Мальчики лет десяти останавливают такси, заглядывают в кабину, ведут переговоры с водителем – смело садятся, хлопают дверцами, привычно, будто на такси с пеленок.


Девочка спрашивает маму: «А где контролер?» – и улыбается радостно, предвкушая эту встречу с минуты на минуту.

Сижу напротив – отчего-то неловко и тревожно, словно душу твою видят распахнутые глаза слепого ребенка…


Риту из третьего «Б» поцеловал мальчик четвертого «А».

В дневнике записала: «Сегодня я стала женщиной».


Под идиотскими и грязными письменами на стенах подъезда, ниже их, корявое детское, трогательное – «мама»…

«Фитиха» зовут дети учительницу Фиону Тихоновну.


Легкий, от бедра, шаг.

Высоко голова, плечи развернуты.

Умеет гореть глаз и обманывает голос…

И в ребре бес живет – семидесяти не дают.

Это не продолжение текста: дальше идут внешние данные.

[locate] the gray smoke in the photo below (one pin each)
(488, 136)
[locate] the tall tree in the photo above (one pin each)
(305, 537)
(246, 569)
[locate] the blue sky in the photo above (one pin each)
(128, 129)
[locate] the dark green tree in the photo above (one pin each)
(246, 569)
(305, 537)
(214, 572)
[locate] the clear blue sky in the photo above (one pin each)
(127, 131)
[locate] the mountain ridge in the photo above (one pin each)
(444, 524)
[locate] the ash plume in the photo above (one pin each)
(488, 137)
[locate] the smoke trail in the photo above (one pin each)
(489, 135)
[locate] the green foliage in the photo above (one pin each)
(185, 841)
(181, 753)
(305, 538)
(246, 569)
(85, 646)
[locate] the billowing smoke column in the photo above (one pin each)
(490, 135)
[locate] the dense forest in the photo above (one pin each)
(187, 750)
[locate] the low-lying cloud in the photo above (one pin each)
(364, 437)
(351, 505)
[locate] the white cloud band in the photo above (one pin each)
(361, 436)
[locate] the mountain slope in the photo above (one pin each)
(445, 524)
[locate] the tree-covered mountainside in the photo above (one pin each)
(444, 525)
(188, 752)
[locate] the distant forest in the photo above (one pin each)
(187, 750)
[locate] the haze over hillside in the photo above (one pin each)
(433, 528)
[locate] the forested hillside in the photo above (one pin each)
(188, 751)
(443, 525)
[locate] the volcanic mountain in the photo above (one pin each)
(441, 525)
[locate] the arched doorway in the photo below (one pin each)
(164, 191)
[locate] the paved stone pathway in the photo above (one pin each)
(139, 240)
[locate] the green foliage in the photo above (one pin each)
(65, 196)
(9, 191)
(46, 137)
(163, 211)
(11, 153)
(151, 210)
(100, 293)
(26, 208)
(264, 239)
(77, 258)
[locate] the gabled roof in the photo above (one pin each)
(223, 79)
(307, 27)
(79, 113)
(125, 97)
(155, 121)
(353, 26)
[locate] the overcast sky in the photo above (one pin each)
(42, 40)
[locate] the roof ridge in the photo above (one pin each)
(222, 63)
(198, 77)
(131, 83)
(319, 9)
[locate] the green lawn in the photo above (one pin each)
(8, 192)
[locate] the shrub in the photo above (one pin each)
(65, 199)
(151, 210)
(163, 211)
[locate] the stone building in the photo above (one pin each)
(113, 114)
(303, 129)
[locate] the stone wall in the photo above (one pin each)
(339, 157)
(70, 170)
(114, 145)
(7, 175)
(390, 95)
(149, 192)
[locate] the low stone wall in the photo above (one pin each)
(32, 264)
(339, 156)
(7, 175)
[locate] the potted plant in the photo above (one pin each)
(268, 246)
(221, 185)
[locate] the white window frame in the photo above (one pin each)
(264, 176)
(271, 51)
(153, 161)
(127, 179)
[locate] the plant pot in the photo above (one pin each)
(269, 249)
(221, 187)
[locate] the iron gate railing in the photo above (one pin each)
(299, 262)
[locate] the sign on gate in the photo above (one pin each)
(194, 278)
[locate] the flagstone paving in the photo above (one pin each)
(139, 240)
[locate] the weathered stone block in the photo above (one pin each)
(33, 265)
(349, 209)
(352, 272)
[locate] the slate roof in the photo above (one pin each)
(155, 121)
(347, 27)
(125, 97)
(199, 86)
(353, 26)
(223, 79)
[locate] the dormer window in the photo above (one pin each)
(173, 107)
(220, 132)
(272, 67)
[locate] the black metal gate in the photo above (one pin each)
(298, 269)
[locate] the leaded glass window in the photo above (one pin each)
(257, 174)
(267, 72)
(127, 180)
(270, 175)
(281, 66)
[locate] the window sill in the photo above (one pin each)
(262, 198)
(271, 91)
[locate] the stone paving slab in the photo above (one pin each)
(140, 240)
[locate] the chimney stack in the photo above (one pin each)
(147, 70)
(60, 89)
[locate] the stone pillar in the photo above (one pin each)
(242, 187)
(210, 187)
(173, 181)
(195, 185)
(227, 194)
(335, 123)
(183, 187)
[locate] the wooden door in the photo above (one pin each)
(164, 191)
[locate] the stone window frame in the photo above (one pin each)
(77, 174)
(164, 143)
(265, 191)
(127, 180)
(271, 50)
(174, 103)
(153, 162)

…А ребенка катят в коляске.

Тянет пальчик и глаголет, неизвестный младенец, одно из трех, наверное, слов, ему знакомых:

– Деда!

Вот-те-раз…

Упали плечи.


– Я сегодня по лестнице без лифта унизилась.


У папы на коленях, нежно ручкой обвивает, юная кокетка:

– Тебе со мной хорошо?


– У меня такое тело, что оно не может спать днем.


– На рубль купи хлеба, на другой мороженого.

– А хлеб на какой рубль купить – на этот, или на этот?


Из озорства, чаще, путал имена.

Аня не сердилась, в самом деле, словно, была Алена.

Алена, хотя посмеивалась, не соглашалась, что она – Аня…

Может и правда забывал – их совершенно похожие ручки на прогулках держались за его палец.

Еще не умея говорить, сидели на коленях и любопытные пальчики изучали его губы, нос, глаза, уши, брови… Впрочем, и Аня-Алена, или «Анена», дочка и внучка, тоже звали его одним именем – дедушка.


– Ты мишку плюшева знаешь?

– Нет…

– Вот он и есть ты.


– Мама, у дяди ножки нет, а почему он хромает?


Папа Римский однажды вернулся в Ватикан сильно веселый. «Вас послы ждут, – говорят ему. – Изволите принять?» – «Не хочу и не буду, мне и так хорошо», – ответил Римский П.

А в городе К на реке Е тоже жил товарищ П. В детстве он был мальчик Ж и не хотел кушать перепелиные яйца: «Не хочу и не буду, мне и так хорошо», – отвечал он маме.


Пусть не знает, не умеет, но может – «младое, незнакомое» другое наше завтра!

«…Ну что Париж?»

Проходом кресел неспешна раздача заоблачного питания.

Красное вино – 187 грамм, точно в аптеке.

Но пары хватило почувствовать себя гражданином мира.

В узком и легком смысле – меж небом и землей; а в проходе кресел у в и д е т ь строчку: рука с псориазом развернула «Фигаро».

Через полчаса испарится мировое гражданство, стали спускаться. Ниже мини-самолет, светлый, как нательный крестик.

И движется, кажется, боком. Что-то из разных плоскостей, плюс скоростей?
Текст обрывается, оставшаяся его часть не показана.